Lorsqu’on cumule l’écriture avec le travail/les études, on peut avoir l’impression de perdre pied. Ménager un emploi du temps précis permet non pas de se contraindre, mais de gérer son temps au mieux pour ne pas en gaspiller. Ainsi, vous verrez qu’il vous reste toujours quelques minutes/heures pour vous y mettre. De même, poser une « to do list » sur le papier peut éviter de se sentir surmené et permet donc d’écrire plus sereinement (sans penser à toutes ces choses qui attendent derrière).

Toutefois, il est possible que vous n’ayez pas d’emploi du temps précis ou régulier ce qui vous empêche de planifier les moments que vous consacrerez à l’écriture. Dans ce cas, essayez de profiter de chacun des temps morts en votre possession. Levez-vous une heure plus tôt lorsque cela est possible pour vous pencher sur votre texte avant le travail, profitez des temps de transport en commun, prenez une demi-heure avant ou après le repas. Il existe pas mal d’applications pour écrire sur le téléphone, allant du simple bloc note aux traitements de textes plus élaborés, type office. Parfois, le simple fait de penser à votre histoire en journée, de noter quelques idées, peut vous permettre d’avancer efficacement. Si le téléphone ne vous convient pas, vous pouvez également emporter un carnet, c’est plus traditionnel, mais tout aussi efficace. N’oubliez pas une chose, trouver le temps d’écrire demande aussi d’être prêt à ménager ce temps-là. Si l’inspiration ou, plus généralement, l’envie, est présente, sachez la mettre au premier plan. Vous pourrez toujours enregistrer le dernier épisode de votre série préférée pour la regarder plus tard.

Tenir sur la durée

 

Le NaNoWriMo est souvent comparé à un marathon. Il implique des moments d’accélérations, d’allégresse, mais également des passages à vide. Écrire durant un mois peut être aussi grisant que compliqué, selon nos habitudes. Quelques méthodes pour ne pas perdre le rythme :

 

  • Avoir des objectifs en accord avec son emploi du temps. Je vous renvoie à la fameuse nécessité d’organisation, plus haut. Si le NaNo tombe durant un mois d’examens, de rendu de dossiers, ou autre, vous n’aurez pas forcément le même temps à y consacrer que les autres mois de l’année. Ainsi, ne vous focalisez pas sur le nombre. Vous avez dû le voir dans les autres articles, le NaNo, ce n’est pas seulement une course au mot. C’est avant tout une façon d’avancer sur son projet. Trouvez votre rythme, n’oubliez pas l’objectif, mais n’en faites pas un objet de pression. Si vous savez par avance que votre mois sera chargé, prenez-le en compte.

 

  • Mettez votre perfectionnisme de côté. Personne ne vous demande d’écrire le prochain best-seller. N’oubliez pas que le texte qui découlera du NaNo n’est qu’un premier jet. Vous aurez tout le temps de le relire et de le perfectionner ensuite. Profitez-en pour retrouver le plaisir d’écrire sans vous brider.

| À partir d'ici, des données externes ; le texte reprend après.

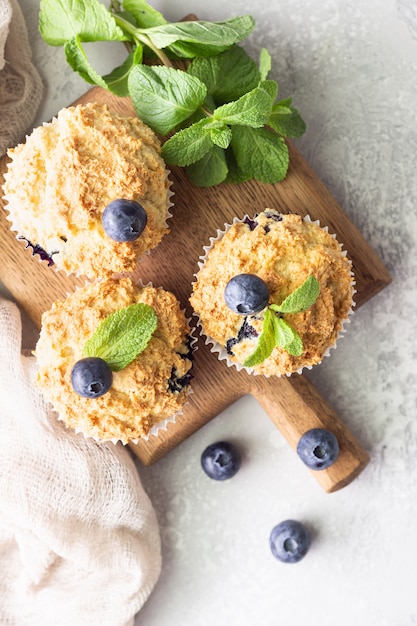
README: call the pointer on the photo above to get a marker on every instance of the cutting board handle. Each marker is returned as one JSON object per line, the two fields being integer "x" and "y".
{"x": 299, "y": 407}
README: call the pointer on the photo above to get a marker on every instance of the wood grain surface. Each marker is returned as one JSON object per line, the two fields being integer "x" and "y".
{"x": 292, "y": 403}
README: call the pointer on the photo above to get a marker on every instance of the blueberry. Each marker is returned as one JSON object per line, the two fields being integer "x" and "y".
{"x": 318, "y": 448}
{"x": 221, "y": 460}
{"x": 91, "y": 377}
{"x": 289, "y": 541}
{"x": 124, "y": 220}
{"x": 246, "y": 294}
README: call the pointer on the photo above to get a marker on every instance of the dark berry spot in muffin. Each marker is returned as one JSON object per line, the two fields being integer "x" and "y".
{"x": 189, "y": 352}
{"x": 176, "y": 383}
{"x": 273, "y": 216}
{"x": 246, "y": 331}
{"x": 37, "y": 250}
{"x": 251, "y": 223}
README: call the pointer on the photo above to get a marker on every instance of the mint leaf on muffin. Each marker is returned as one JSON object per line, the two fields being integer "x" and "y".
{"x": 301, "y": 298}
{"x": 122, "y": 336}
{"x": 276, "y": 331}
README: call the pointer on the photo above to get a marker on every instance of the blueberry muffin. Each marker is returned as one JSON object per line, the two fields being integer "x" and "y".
{"x": 272, "y": 293}
{"x": 98, "y": 391}
{"x": 60, "y": 182}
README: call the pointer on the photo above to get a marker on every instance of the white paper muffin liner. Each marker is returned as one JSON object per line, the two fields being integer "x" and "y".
{"x": 220, "y": 351}
{"x": 159, "y": 426}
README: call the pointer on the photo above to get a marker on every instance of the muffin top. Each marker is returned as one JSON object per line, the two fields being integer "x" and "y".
{"x": 283, "y": 251}
{"x": 62, "y": 178}
{"x": 151, "y": 388}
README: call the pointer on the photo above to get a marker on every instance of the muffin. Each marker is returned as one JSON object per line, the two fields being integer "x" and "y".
{"x": 272, "y": 293}
{"x": 60, "y": 181}
{"x": 142, "y": 393}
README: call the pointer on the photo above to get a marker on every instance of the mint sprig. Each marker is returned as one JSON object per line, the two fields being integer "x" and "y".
{"x": 220, "y": 116}
{"x": 276, "y": 331}
{"x": 122, "y": 335}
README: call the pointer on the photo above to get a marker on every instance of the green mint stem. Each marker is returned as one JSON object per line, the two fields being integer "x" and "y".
{"x": 139, "y": 36}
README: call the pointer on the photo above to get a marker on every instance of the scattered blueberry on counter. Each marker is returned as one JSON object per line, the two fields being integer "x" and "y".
{"x": 91, "y": 377}
{"x": 221, "y": 460}
{"x": 246, "y": 294}
{"x": 289, "y": 541}
{"x": 318, "y": 448}
{"x": 124, "y": 220}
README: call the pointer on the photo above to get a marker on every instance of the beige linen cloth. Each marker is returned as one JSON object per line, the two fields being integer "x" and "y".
{"x": 79, "y": 540}
{"x": 20, "y": 84}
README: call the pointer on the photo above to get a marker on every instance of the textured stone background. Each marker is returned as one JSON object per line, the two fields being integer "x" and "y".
{"x": 351, "y": 67}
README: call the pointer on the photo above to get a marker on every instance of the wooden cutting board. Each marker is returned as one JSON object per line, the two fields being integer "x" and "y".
{"x": 293, "y": 403}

  • Partagez, échangez, sortez ! L’avantage, avec le Nano, c’est qu’on n’est plus vraiment seul devant son écran. Il y a énormément de gens qui y participent. En cas de coup dur, de démotivation, vous pouvez parler avec les autres de votre texte et vous remotiver.

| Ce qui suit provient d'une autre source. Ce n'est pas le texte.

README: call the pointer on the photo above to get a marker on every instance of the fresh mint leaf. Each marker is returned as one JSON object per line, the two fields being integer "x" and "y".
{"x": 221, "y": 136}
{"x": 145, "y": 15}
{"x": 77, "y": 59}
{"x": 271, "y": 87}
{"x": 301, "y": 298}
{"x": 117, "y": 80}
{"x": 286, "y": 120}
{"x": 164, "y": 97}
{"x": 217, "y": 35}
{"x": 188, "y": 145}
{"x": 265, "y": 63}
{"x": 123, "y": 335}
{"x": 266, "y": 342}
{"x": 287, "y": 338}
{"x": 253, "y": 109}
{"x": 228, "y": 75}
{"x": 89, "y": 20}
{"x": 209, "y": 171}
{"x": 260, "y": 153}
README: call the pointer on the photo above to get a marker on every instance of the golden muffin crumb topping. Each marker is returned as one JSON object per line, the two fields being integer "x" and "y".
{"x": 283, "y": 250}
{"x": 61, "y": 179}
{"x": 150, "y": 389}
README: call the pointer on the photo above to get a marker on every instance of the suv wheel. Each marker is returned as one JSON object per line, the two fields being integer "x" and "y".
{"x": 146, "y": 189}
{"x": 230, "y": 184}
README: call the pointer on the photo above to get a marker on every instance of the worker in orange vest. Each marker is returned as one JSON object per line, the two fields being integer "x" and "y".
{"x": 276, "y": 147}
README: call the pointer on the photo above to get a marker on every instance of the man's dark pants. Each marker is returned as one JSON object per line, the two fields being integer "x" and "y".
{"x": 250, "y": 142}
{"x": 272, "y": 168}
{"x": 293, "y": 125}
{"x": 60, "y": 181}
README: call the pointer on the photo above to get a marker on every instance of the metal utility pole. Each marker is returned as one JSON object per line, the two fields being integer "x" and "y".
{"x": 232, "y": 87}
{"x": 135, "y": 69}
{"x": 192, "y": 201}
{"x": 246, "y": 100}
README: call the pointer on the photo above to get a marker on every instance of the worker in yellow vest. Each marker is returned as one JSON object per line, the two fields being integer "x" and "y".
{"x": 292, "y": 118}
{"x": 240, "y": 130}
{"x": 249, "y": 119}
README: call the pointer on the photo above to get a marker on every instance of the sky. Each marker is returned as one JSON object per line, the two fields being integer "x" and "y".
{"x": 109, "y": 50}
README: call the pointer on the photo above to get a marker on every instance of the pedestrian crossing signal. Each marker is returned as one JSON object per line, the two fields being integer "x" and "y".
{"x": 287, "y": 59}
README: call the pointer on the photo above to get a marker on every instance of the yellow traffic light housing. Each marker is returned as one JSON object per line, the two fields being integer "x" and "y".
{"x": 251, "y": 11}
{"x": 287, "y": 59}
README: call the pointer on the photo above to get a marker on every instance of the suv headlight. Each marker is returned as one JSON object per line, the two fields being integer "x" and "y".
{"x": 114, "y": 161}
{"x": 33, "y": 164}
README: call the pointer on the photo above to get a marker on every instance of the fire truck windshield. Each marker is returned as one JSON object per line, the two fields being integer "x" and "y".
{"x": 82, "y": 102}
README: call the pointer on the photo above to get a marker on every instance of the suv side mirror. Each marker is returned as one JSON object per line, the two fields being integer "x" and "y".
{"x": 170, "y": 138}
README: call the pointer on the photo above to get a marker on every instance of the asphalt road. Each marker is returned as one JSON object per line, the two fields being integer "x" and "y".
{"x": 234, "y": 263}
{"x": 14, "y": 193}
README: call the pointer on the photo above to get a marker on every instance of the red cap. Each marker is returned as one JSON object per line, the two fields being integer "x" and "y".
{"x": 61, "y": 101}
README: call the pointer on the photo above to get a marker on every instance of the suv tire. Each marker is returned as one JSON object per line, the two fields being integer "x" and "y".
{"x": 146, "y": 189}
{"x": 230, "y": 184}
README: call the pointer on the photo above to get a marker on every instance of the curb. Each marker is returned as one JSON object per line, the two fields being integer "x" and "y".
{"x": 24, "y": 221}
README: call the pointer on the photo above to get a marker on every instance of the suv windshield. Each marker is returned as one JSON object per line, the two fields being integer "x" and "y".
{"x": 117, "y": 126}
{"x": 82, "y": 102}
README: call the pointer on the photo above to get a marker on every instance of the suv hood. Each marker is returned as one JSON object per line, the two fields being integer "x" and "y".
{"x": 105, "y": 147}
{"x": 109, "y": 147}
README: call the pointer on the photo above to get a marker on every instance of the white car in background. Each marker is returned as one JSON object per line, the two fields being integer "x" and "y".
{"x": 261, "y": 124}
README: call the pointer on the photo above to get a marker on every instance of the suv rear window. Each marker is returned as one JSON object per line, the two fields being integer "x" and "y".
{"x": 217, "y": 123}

  • Anticipez les coups durs. Il y a plusieurs manières d’anticiper et donc de contrer les passages à vide. Avec un plan solide par exemple, vous éviterez de vous heurter à la page blanche. L’écriture n’est pas un long fleuve tranquille, prenez de l’avance lorsque vous savez que vous n’allez pas pouvoir vous y pencher durant X temps.

Dernier point, et sans doute le plus important : Amusez-vous ! Au-delà du challenge que représente le NaNo, c’est un excellent moyen de se consacrer à fond à son roman, d’avancer, même si on n’arrive pas à atteindre le but. Lâchez un peu des yeux votre compteur, retrouvez le goût d’écrire ! Ne vous laissez pas décourager par mes (trop nombreux) conseils, cela n’est pas si difficile.